Support for Confederate symbols and monuments follows lines of race, religion, and education rather than geography.

Affinity for the Confederacy inside northern states isn’t an entirely new phenomenon. The post–Civil War lost-cause ideology, along with things like misbegotten paeans to the nobility of Robert E. Lee, took root far outside the South, a testament to the power of intellectual ideas to succeed where muskets and rifles could not. The Southern Poverty Law Center’s inventory of Confederate memorials and monuments includes a surprising number outside the South. A plaque celebrating Lee in Brooklyn (yes, that one with the Dodgers and the tree growing and the hipsters) was removed only in 2017; in August, a Pentagon commission reported on KKK imagery at West Point, the military academy.

Southernization coincides with a geographic sorting in the United States. Not long ago, there were Democrats in both rural and urban areas and in every region of the country; the same was true of Republicans. But now Democrats are largely extinct as a political force in rural areas throughout the country, and few and far between in statewide offices across the South. Republicans, meanwhile, are wholly marginalized in almost every large city and have vanished from the Northeast. The GOP is a mostly white party; overwhelming portions of Black voters cast ballots for Democrats. The result is that the backbone of the Republican Party is a group of Americans who are white, rural, and conservative; many have lower educational attainment than Democrats (though not necessarily lower income), and they typically identify as evangelical Christian.

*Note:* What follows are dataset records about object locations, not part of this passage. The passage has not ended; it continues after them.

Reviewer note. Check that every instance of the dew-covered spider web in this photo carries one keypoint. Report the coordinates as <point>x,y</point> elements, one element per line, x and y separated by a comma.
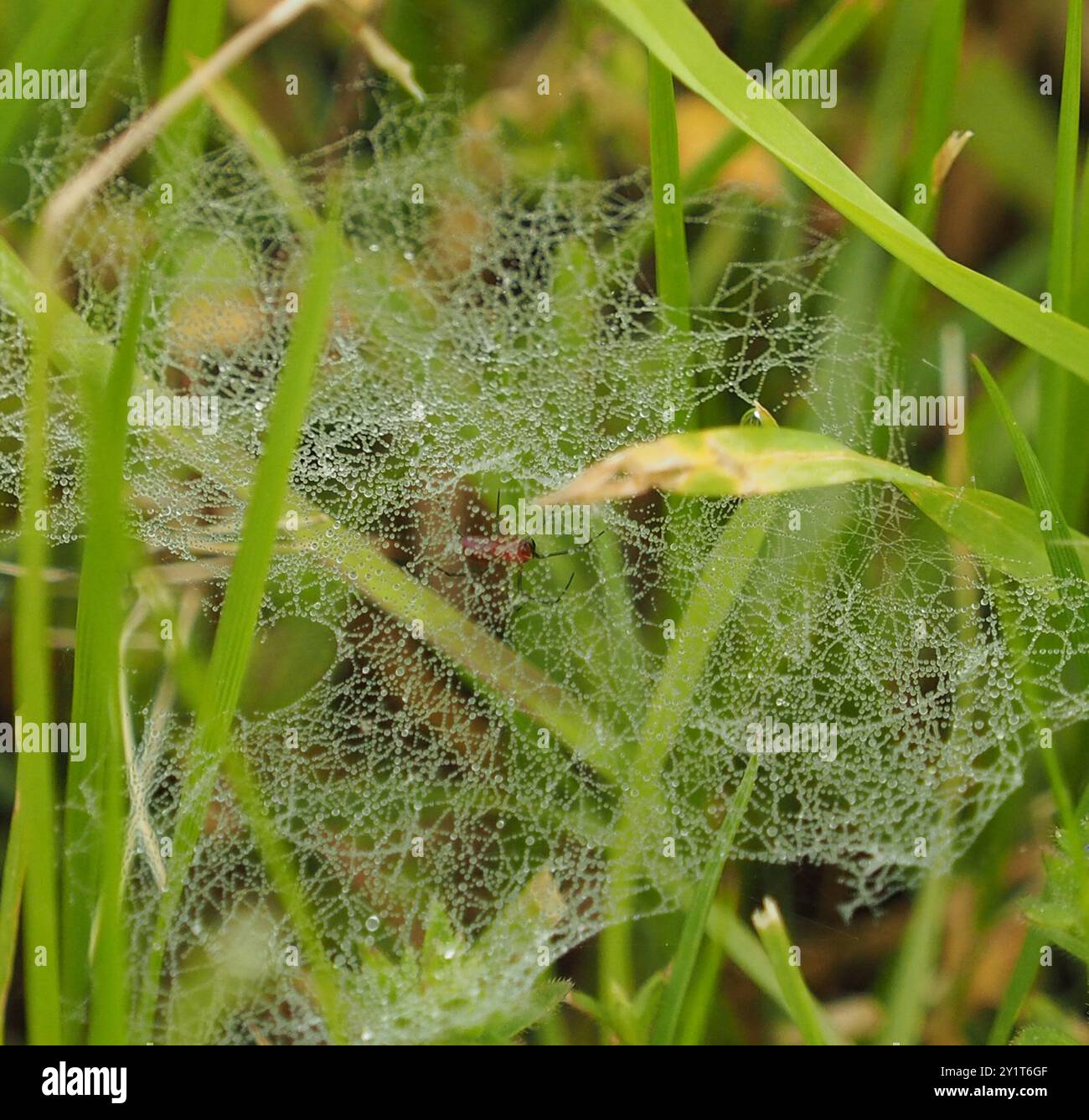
<point>445,746</point>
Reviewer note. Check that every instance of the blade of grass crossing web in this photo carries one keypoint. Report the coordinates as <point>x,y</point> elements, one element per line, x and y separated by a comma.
<point>912,977</point>
<point>232,647</point>
<point>95,698</point>
<point>664,1033</point>
<point>670,249</point>
<point>1055,390</point>
<point>1066,565</point>
<point>194,27</point>
<point>15,871</point>
<point>676,36</point>
<point>674,293</point>
<point>803,1009</point>
<point>49,43</point>
<point>261,142</point>
<point>34,702</point>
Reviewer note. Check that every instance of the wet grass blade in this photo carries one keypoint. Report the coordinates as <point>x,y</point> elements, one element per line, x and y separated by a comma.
<point>668,1020</point>
<point>1056,418</point>
<point>803,1009</point>
<point>744,462</point>
<point>1018,988</point>
<point>232,647</point>
<point>670,248</point>
<point>828,42</point>
<point>15,870</point>
<point>1066,565</point>
<point>35,773</point>
<point>671,30</point>
<point>95,698</point>
<point>194,27</point>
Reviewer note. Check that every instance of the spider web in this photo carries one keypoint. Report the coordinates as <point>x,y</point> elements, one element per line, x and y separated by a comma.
<point>498,335</point>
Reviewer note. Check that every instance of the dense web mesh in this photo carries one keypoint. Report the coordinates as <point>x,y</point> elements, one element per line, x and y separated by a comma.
<point>446,743</point>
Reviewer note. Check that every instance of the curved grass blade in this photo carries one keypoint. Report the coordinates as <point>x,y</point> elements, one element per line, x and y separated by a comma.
<point>232,647</point>
<point>826,43</point>
<point>671,30</point>
<point>15,870</point>
<point>743,462</point>
<point>803,1008</point>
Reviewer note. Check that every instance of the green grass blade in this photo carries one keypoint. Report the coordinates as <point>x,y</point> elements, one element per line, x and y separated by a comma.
<point>47,44</point>
<point>77,348</point>
<point>95,697</point>
<point>803,1009</point>
<point>744,462</point>
<point>671,32</point>
<point>668,1019</point>
<point>1021,981</point>
<point>35,775</point>
<point>233,642</point>
<point>913,974</point>
<point>825,44</point>
<point>15,871</point>
<point>240,116</point>
<point>902,296</point>
<point>1055,390</point>
<point>1066,565</point>
<point>1061,555</point>
<point>670,248</point>
<point>194,27</point>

The heydays for erecting Confederate monuments came at times of white backlash to Black demands for rights, both in the late 19th and early 20th centuries and then again during the civil-rights movement. The current support for Confederate monuments is another instance of white backlash to social change. As the political scientist Ashley Jardina has noted, the election of Barack Obama, the first Black president, helped birth a wave of what she calls “white identity politics.” Trump, in turn, harnessed that wave to sweep himself into office.

Jardina finds that white identity politics doesn’t necessarily require racial animus, but it’s also clear that Trump and many of his followers do harbor racial animus. The PRRI-EPU study finds that, at the very least, people who do not believe that structural racism exists are much more likely to support Confederate monuments. That helps explain how the U.S. ended up with a Queens-reared, longtime-Manhattan-dwelling president wrapping himself (metaphorically) in the Confederate flag and praising Lee.

“If we look back to the primaries for the 2016 presidential election, Trump won both Mississippi and Michigan, and with this mantra of ‘Make America great again,’” Jones said. “I continue to think the most powerful word in that mantra is the last one, because it harkens back to this nostalgia for a white Christian America that has Confederate overtones.”